Brust: As I mentioned earlier, scoring data has been mostly a manual, bespoke process, done by data scientists on their own workstations. The output of that process is very useful to the business. But doing it that way isn’t up to Enterprise standards, any more than running some other critical computing process by manually clicking a button would be.
The scoring process needs to be automated, managed, monitored, and run at scale. Put another way, it needs to be operationalized. It may sound ridiculous to say that heretofore it hasn’t been done that way, but, in large part, that’s an accurate statement. With SmartAI, scoring is operationalized, because it’s integrated into the same data pipeline engine and management fabric that we have used for Big Data analytics for years.This architecture makes it possible, for example, to run a churn analysis model on your Big Data, on a daily or hourly basis, compliant with policies set-up for such an analysis pipeline.

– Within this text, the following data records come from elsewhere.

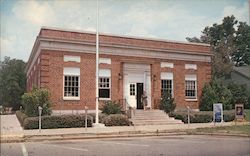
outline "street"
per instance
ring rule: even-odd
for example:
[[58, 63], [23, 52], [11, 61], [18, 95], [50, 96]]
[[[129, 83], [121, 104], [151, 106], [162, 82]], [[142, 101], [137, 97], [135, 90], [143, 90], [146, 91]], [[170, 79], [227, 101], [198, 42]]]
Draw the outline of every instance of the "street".
[[1, 156], [250, 156], [250, 138], [159, 136], [1, 144]]

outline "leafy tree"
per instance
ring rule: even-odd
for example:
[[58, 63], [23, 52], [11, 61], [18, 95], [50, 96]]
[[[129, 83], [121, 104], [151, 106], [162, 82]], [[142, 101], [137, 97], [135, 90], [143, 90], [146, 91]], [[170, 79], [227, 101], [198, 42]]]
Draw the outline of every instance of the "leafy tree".
[[160, 109], [164, 110], [166, 113], [172, 113], [176, 107], [174, 99], [171, 94], [167, 91], [163, 93], [163, 97], [160, 102]]
[[232, 60], [236, 66], [250, 64], [250, 26], [245, 22], [239, 22], [235, 36], [236, 50], [232, 54]]
[[234, 105], [237, 103], [244, 104], [245, 108], [249, 108], [248, 106], [248, 92], [245, 85], [239, 85], [236, 83], [230, 83], [228, 85], [228, 89], [232, 93], [232, 106], [234, 108]]
[[25, 62], [5, 57], [0, 67], [0, 105], [20, 108], [26, 90]]
[[[238, 25], [238, 29], [235, 27]], [[186, 38], [190, 42], [207, 43], [213, 51], [212, 72], [215, 77], [228, 75], [232, 67], [250, 64], [250, 28], [235, 17], [227, 16], [221, 24], [206, 27], [200, 38]]]
[[232, 109], [231, 91], [217, 79], [210, 81], [202, 90], [201, 111], [212, 111], [214, 103], [222, 103], [225, 110]]

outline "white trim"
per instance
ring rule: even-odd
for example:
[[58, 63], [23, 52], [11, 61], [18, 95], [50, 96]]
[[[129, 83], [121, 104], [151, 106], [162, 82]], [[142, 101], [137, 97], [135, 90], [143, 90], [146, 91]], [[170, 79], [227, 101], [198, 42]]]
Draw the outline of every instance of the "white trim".
[[[35, 60], [39, 57], [41, 50], [59, 50], [68, 52], [79, 52], [79, 53], [91, 53], [95, 54], [95, 43], [74, 41], [74, 40], [63, 40], [63, 39], [50, 39], [44, 37], [38, 37], [33, 46], [30, 54], [26, 72], [27, 75], [30, 73], [31, 67], [34, 65]], [[112, 44], [101, 44], [102, 54], [108, 55], [120, 55], [120, 56], [136, 56], [146, 58], [166, 58], [173, 60], [187, 60], [187, 61], [202, 61], [211, 62], [210, 53], [199, 53], [199, 52], [185, 52], [178, 50], [168, 49], [154, 49], [154, 48], [143, 48], [133, 46], [121, 46]], [[119, 51], [119, 52], [118, 52]]]
[[185, 64], [185, 69], [197, 70], [197, 65], [196, 64]]
[[185, 75], [185, 80], [196, 81], [197, 75], [196, 74], [187, 74], [187, 75]]
[[[84, 34], [92, 34], [95, 35], [95, 31], [82, 31], [82, 30], [75, 30], [75, 29], [62, 29], [62, 28], [56, 28], [56, 27], [42, 27], [42, 29], [47, 30], [57, 30], [57, 31], [65, 31], [65, 32], [76, 32], [76, 33], [84, 33]], [[122, 37], [127, 39], [141, 39], [141, 40], [149, 40], [149, 41], [161, 41], [161, 42], [170, 42], [170, 43], [179, 43], [179, 44], [188, 44], [188, 45], [201, 45], [201, 46], [207, 46], [210, 47], [210, 44], [206, 43], [195, 43], [195, 42], [185, 42], [185, 41], [176, 41], [176, 40], [166, 40], [161, 38], [150, 38], [150, 37], [138, 37], [133, 35], [115, 35], [110, 33], [99, 33], [100, 36], [109, 36], [109, 37]]]
[[100, 98], [99, 95], [99, 100], [103, 101], [108, 101], [111, 100], [111, 95], [112, 95], [112, 80], [111, 80], [111, 69], [99, 69], [99, 77], [98, 77], [98, 92], [100, 89], [99, 84], [100, 84], [100, 78], [109, 78], [109, 98]]
[[80, 100], [80, 96], [79, 97], [63, 96], [63, 100]]
[[161, 80], [171, 80], [172, 97], [174, 97], [174, 75], [173, 75], [173, 73], [171, 73], [171, 72], [161, 72]]
[[63, 75], [76, 75], [80, 76], [80, 68], [78, 67], [64, 67]]
[[99, 77], [111, 77], [110, 69], [99, 69]]
[[[64, 85], [65, 85], [65, 76], [78, 76], [78, 97], [64, 96]], [[64, 67], [63, 68], [63, 100], [80, 100], [81, 98], [81, 76], [80, 68], [78, 67]]]
[[169, 62], [161, 62], [161, 68], [174, 68], [174, 64], [173, 63], [169, 63]]
[[81, 62], [81, 57], [80, 56], [73, 56], [73, 55], [64, 55], [63, 61], [64, 62], [69, 62], [69, 61]]
[[110, 58], [99, 58], [99, 64], [111, 64], [111, 59]]
[[189, 101], [189, 102], [196, 102], [196, 101], [198, 101], [198, 99], [197, 99], [197, 97], [196, 97], [196, 99], [185, 99], [185, 101]]
[[[195, 81], [195, 96], [194, 97], [187, 97], [186, 96], [186, 81]], [[198, 97], [198, 81], [196, 74], [187, 74], [185, 75], [185, 100], [186, 101], [197, 101]]]
[[173, 73], [161, 72], [161, 80], [173, 80]]

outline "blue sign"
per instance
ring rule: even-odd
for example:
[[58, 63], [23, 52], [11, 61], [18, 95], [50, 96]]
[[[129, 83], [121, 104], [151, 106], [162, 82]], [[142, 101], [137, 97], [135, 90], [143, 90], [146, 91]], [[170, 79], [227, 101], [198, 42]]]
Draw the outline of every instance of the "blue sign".
[[214, 122], [223, 121], [223, 107], [221, 103], [215, 103], [214, 105]]

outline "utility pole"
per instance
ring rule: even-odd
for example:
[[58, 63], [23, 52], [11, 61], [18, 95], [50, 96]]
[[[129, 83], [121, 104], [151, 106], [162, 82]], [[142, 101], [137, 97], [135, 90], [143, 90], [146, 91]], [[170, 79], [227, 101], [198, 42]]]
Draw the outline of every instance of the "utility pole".
[[96, 0], [96, 105], [95, 124], [99, 124], [99, 0]]

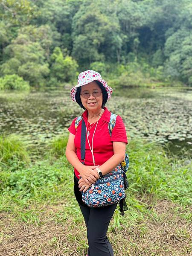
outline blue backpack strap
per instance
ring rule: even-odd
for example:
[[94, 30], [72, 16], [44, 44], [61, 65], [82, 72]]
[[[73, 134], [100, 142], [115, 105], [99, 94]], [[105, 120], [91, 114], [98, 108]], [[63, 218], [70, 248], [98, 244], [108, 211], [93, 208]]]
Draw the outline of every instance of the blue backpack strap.
[[81, 116], [79, 116], [77, 118], [75, 122], [75, 127], [76, 128], [76, 130], [77, 130], [77, 128], [79, 124], [79, 122], [83, 119], [83, 117]]
[[108, 127], [109, 128], [109, 134], [110, 134], [110, 136], [111, 137], [113, 129], [115, 125], [117, 116], [115, 114], [111, 113], [110, 121], [109, 121]]

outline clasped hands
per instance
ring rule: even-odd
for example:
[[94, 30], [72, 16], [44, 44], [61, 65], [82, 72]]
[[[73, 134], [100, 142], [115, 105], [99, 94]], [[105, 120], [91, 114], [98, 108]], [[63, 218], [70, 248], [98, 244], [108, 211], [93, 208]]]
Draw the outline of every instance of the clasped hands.
[[78, 181], [80, 191], [84, 193], [87, 191], [92, 184], [94, 184], [97, 179], [99, 178], [99, 175], [96, 169], [99, 165], [91, 166], [84, 166], [83, 170], [81, 172], [81, 175], [79, 176], [81, 177]]

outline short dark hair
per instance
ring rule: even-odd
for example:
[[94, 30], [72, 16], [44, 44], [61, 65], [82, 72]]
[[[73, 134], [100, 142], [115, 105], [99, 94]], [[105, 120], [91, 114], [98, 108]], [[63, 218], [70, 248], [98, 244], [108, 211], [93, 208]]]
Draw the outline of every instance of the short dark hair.
[[[99, 87], [100, 89], [101, 90], [102, 94], [103, 94], [103, 102], [102, 102], [102, 108], [103, 108], [105, 105], [106, 104], [106, 102], [108, 101], [108, 94], [107, 91], [105, 90], [103, 84], [97, 80], [94, 80]], [[81, 102], [81, 100], [80, 97], [81, 91], [81, 87], [79, 86], [77, 88], [77, 91], [76, 94], [76, 102], [79, 105], [81, 108], [82, 108], [85, 110], [85, 108]]]

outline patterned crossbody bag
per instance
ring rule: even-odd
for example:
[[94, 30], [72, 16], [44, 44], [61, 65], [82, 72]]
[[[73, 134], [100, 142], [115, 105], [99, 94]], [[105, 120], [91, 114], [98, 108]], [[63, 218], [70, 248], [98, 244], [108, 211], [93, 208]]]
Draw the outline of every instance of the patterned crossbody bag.
[[[115, 125], [116, 115], [111, 113], [108, 128], [110, 136]], [[81, 134], [81, 159], [84, 159], [85, 152], [86, 126], [81, 116], [76, 122], [76, 128], [82, 120]], [[77, 126], [76, 126], [77, 125]], [[81, 161], [82, 163], [84, 162]], [[125, 197], [125, 190], [128, 188], [128, 183], [125, 172], [129, 165], [128, 155], [125, 160], [110, 173], [99, 179], [84, 192], [82, 192], [82, 199], [89, 207], [96, 207], [116, 204]]]

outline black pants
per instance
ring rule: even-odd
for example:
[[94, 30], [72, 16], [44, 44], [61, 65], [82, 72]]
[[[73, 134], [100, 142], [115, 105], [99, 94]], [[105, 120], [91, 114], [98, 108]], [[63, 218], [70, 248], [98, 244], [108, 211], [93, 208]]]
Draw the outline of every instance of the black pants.
[[74, 180], [75, 195], [87, 227], [88, 256], [113, 256], [106, 233], [117, 203], [98, 208], [88, 207], [82, 201], [78, 181], [75, 177]]

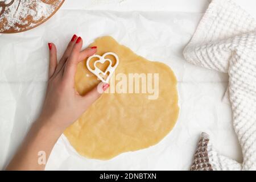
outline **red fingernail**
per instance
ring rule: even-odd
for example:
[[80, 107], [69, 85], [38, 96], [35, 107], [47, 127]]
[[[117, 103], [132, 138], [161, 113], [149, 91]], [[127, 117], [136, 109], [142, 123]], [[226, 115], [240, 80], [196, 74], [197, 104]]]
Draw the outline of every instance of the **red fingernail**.
[[48, 43], [48, 47], [49, 47], [49, 49], [52, 49], [52, 44], [51, 43]]
[[106, 89], [108, 89], [108, 88], [109, 87], [109, 84], [105, 84], [104, 85], [103, 85], [103, 86], [102, 86], [102, 90], [103, 90], [103, 91], [105, 91]]
[[77, 43], [79, 43], [80, 41], [81, 41], [81, 37], [79, 37], [78, 38], [77, 38], [77, 40], [76, 40], [76, 44], [77, 44]]
[[75, 40], [75, 39], [76, 39], [76, 35], [74, 34], [74, 35], [73, 35], [72, 38], [71, 39], [71, 42], [73, 42]]

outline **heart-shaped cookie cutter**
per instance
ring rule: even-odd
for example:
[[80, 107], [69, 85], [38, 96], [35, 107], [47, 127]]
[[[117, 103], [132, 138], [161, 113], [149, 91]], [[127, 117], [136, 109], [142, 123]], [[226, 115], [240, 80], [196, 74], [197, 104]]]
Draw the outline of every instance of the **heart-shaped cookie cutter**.
[[[112, 66], [113, 63], [112, 63], [112, 61], [110, 59], [105, 57], [105, 56], [106, 56], [108, 55], [112, 55], [115, 57], [116, 63], [114, 66]], [[95, 69], [92, 69], [90, 67], [89, 63], [90, 63], [90, 60], [94, 58], [94, 57], [98, 58], [98, 60], [96, 61], [94, 63], [93, 65], [94, 65]], [[102, 72], [102, 71], [101, 71], [100, 69], [96, 67], [96, 64], [98, 63], [104, 64], [106, 61], [109, 61], [109, 65], [108, 67], [108, 68], [106, 69], [105, 72]], [[87, 61], [86, 61], [86, 67], [90, 72], [93, 73], [93, 74], [94, 74], [102, 82], [105, 82], [105, 83], [108, 83], [109, 79], [110, 78], [110, 77], [112, 76], [114, 72], [115, 71], [115, 68], [117, 68], [118, 64], [119, 64], [118, 56], [114, 52], [106, 52], [101, 56], [100, 55], [92, 55], [92, 56], [89, 57], [88, 59], [87, 59]], [[100, 74], [102, 74], [104, 76], [105, 76], [108, 74], [108, 72], [109, 72], [109, 74], [106, 79], [104, 79], [103, 77], [100, 75]]]

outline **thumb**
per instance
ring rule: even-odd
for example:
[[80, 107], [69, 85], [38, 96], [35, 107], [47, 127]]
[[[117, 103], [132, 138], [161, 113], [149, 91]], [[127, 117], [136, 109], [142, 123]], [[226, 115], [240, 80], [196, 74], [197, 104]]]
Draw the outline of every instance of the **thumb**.
[[89, 107], [109, 87], [109, 84], [101, 82], [85, 96], [81, 96], [82, 97], [82, 102], [85, 104], [86, 107]]

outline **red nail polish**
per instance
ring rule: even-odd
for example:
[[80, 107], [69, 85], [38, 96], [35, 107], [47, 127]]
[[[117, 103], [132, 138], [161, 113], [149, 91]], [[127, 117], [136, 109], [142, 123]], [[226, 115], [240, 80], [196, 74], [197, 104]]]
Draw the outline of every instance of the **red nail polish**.
[[76, 40], [76, 44], [77, 44], [77, 43], [79, 43], [80, 41], [81, 41], [81, 37], [79, 37], [78, 38], [77, 38], [77, 40]]
[[71, 42], [73, 42], [75, 40], [75, 39], [76, 39], [76, 35], [74, 34], [74, 35], [73, 35], [72, 38], [71, 39]]
[[105, 84], [104, 85], [103, 85], [102, 86], [102, 90], [103, 91], [105, 91], [106, 89], [108, 89], [108, 88], [109, 87], [109, 84]]
[[52, 44], [51, 43], [48, 43], [48, 47], [49, 47], [49, 49], [52, 49]]

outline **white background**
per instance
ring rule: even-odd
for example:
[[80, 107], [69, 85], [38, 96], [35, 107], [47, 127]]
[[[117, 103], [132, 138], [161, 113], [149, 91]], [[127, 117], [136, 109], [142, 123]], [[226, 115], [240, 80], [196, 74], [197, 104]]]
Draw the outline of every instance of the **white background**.
[[[256, 17], [256, 2], [234, 1]], [[78, 155], [62, 136], [47, 169], [181, 169], [189, 168], [201, 131], [216, 150], [242, 162], [233, 131], [228, 76], [187, 63], [182, 55], [208, 0], [66, 0], [49, 20], [28, 31], [0, 34], [0, 168], [4, 168], [40, 111], [46, 84], [48, 42], [58, 56], [73, 34], [85, 46], [105, 35], [149, 60], [162, 61], [178, 80], [180, 114], [159, 144], [108, 161]], [[166, 108], [168, 109], [168, 108]]]

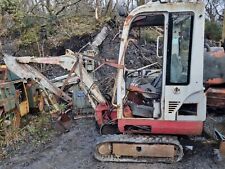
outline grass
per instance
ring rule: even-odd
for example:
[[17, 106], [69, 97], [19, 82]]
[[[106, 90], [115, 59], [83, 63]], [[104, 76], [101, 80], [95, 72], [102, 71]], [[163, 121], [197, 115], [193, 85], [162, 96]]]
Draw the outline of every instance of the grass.
[[38, 146], [48, 142], [54, 135], [52, 117], [49, 113], [28, 114], [22, 118], [21, 128], [6, 126], [0, 121], [0, 159], [6, 158], [21, 145]]

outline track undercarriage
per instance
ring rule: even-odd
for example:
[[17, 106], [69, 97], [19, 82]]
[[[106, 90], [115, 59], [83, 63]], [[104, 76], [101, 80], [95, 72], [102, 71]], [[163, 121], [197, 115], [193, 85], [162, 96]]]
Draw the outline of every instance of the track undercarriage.
[[183, 148], [174, 136], [105, 135], [96, 144], [95, 158], [111, 162], [174, 163]]

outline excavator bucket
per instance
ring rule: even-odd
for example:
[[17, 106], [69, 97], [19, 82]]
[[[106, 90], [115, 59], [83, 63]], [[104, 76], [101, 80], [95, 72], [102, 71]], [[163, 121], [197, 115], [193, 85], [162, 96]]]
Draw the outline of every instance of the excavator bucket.
[[4, 54], [4, 61], [8, 69], [15, 73], [22, 79], [33, 79], [38, 84], [42, 85], [44, 88], [48, 89], [50, 92], [54, 93], [56, 96], [62, 98], [66, 102], [72, 101], [72, 98], [69, 97], [65, 92], [61, 91], [56, 87], [50, 80], [48, 80], [44, 75], [42, 75], [35, 68], [22, 64], [16, 61], [16, 57], [13, 57], [8, 54]]

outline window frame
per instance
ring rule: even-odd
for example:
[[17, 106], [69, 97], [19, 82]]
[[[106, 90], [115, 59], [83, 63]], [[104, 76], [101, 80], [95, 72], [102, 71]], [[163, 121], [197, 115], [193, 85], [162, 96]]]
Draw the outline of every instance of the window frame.
[[[186, 82], [171, 82], [171, 56], [172, 56], [172, 40], [173, 40], [173, 14], [185, 14], [189, 13], [191, 16], [191, 29], [190, 29], [190, 42], [188, 52], [188, 70], [187, 70], [187, 81]], [[192, 60], [192, 41], [193, 41], [193, 28], [194, 28], [194, 17], [195, 14], [192, 11], [185, 12], [170, 12], [168, 20], [168, 39], [167, 39], [167, 63], [166, 63], [166, 85], [179, 85], [187, 86], [190, 84], [191, 74], [191, 60]]]

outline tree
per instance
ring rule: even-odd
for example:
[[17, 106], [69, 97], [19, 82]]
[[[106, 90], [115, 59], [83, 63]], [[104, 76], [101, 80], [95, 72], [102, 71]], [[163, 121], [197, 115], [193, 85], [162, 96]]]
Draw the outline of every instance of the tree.
[[215, 22], [223, 19], [224, 0], [205, 0], [206, 16], [210, 21]]

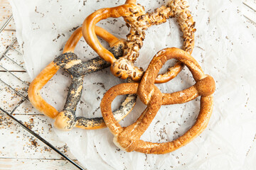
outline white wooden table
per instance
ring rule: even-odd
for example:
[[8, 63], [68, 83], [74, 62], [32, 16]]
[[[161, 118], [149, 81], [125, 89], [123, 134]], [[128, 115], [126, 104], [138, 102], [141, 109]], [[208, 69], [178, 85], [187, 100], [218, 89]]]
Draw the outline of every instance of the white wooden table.
[[[256, 6], [255, 1], [245, 1]], [[256, 16], [255, 11], [245, 6], [244, 12], [246, 17], [253, 19]], [[11, 15], [11, 8], [7, 0], [0, 0], [0, 26]], [[255, 23], [245, 18], [245, 24], [256, 27]], [[15, 25], [12, 20], [0, 34], [0, 53], [15, 38]], [[14, 47], [18, 49], [17, 43]], [[14, 50], [11, 50], [8, 55], [18, 63], [23, 64], [21, 55]], [[11, 70], [14, 74], [22, 80], [29, 82], [27, 73], [14, 64], [9, 60], [1, 60], [0, 65]], [[21, 93], [27, 89], [26, 85], [21, 84], [16, 79], [14, 79], [10, 74], [6, 73], [1, 67], [0, 79], [14, 86]], [[19, 100], [21, 100], [20, 97], [0, 82], [0, 106], [1, 108], [10, 111]], [[52, 131], [52, 127], [48, 118], [33, 108], [31, 103], [24, 102], [14, 115], [66, 155], [75, 159], [69, 152], [68, 146], [58, 141], [54, 132]], [[0, 169], [76, 169], [76, 168], [68, 161], [63, 160], [55, 152], [26, 132], [0, 111]]]
[[[11, 15], [11, 8], [7, 0], [0, 0], [0, 26]], [[14, 20], [8, 24], [0, 34], [0, 54], [16, 38]], [[18, 49], [17, 43], [14, 47]], [[23, 64], [22, 56], [10, 50], [8, 56]], [[11, 71], [11, 73], [27, 82], [30, 81], [26, 72], [6, 58], [0, 61], [0, 65]], [[0, 79], [9, 83], [21, 94], [27, 86], [0, 67]], [[21, 100], [11, 89], [0, 82], [0, 107], [7, 111], [11, 110]], [[15, 118], [27, 125], [32, 130], [58, 148], [71, 159], [68, 146], [60, 141], [52, 131], [48, 118], [33, 109], [31, 104], [25, 101], [14, 113]], [[77, 162], [75, 159], [75, 162]], [[0, 169], [76, 169], [76, 168], [47, 145], [25, 131], [14, 120], [0, 111]]]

InfoQ: Insofar as Deep Learning is concerned, does SmartAI address both training and inference? Or does this mainly address analytics?
Brust: The actual training process does not move into Datameer. Data Scientists will continue to train their models using their favorite development environment, language, tool and/or command line interface.
Once the models are trained, they can be imported into Datameer and become callable as additional spreadsheet functions in our library of over 270 of them. This enables embedding AI into secure, governed, scheduled data pipelines, rendering both the analytics and the AI even more powerful than they would be if separate.
InfoQ: Finally, why the choice of TensorFlow and does the product roadmap plan to address other AI toolkits in the future?
Brust: Today, TensorFlow has the popularity, mindshare and ecosystem momentum and so that’s where we’ve made our investments. The AI field is ever-changing and we are well-aware of the many other open source deep learning frameworks out there, any one of which has the potential to gain its own momentum. We’ll monitor the market and see if the landscape changes; the architectural approach we’ve taken with TensorFlow could be used with other libraries. For now, though, we are very confident in our decision to implement SmartAI as an integration of TensorFlow into Datameer.
Datameer SmartAI will be available as a technical preview shortly.